Bond Gains Renew as Drumbeat to Friday’s Jobs Report Intensifies

The Treasuries market took another leg higher on Wednesday, as a slowdown in private-sector job creation further encouraged traders to bet on US interest-rate cuts ahead of broad labor-market data due Friday.

Some yields slumped to the lowest levels in three months, while activity in the options market showed an uptick in bets that profit most if the Federal Reserve’s policy rate falls to 2% by September.

“The more the numbers get weaker the more the market wants to give the Fed the room to move quickly,” said Michael Franzese, partner in fixed-income trading at MCAP LLC.

Traders have a trifecta of job-market indicators to evaluate this week for signs the Fed will need to cut, culminating in the release of the Labor Department’s November employment report Friday.
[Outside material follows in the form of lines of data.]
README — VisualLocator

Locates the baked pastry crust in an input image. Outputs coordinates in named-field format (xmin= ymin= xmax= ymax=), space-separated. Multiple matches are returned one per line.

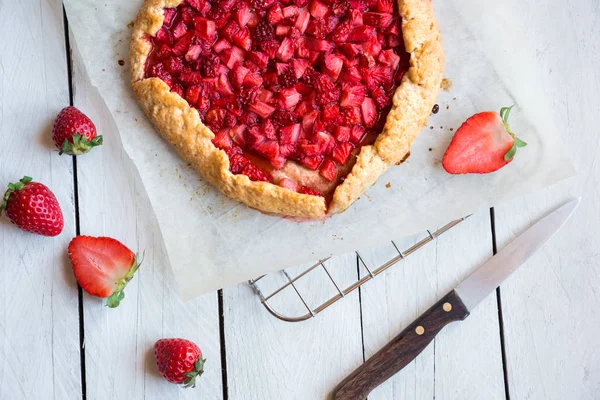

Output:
xmin=130 ymin=0 xmax=444 ymax=218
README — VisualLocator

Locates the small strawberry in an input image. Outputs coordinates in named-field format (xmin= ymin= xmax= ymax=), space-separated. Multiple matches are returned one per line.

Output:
xmin=68 ymin=236 xmax=142 ymax=308
xmin=154 ymin=338 xmax=206 ymax=388
xmin=442 ymin=106 xmax=527 ymax=174
xmin=1 ymin=176 xmax=64 ymax=236
xmin=52 ymin=106 xmax=103 ymax=155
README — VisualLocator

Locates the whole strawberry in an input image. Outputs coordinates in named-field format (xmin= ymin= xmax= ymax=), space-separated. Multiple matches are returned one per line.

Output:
xmin=1 ymin=176 xmax=64 ymax=236
xmin=442 ymin=106 xmax=527 ymax=174
xmin=68 ymin=236 xmax=141 ymax=308
xmin=52 ymin=106 xmax=103 ymax=155
xmin=154 ymin=338 xmax=205 ymax=388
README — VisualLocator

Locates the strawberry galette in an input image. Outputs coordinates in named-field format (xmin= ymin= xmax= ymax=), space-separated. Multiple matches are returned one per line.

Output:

While Wednesday’s release from ADP Research Institute is no guarantee that government data will show the labor market is faltering, Tuesday’s Job Openings and Labor Turnover Survey — known as JOLTS — trailed all estimates in a Bloomberg survey of economists.

The 10-year yield slid 6 basis points to 4.1% and the 30-year’s sank 8 basis points to 4.21%, with both levels touching the lowest since Sept. 1. The drop in yields was aided by a decline in oil prices, with the benchmark US crude oil contract falling 4.1% to close below $70 a barrel for the first time since July.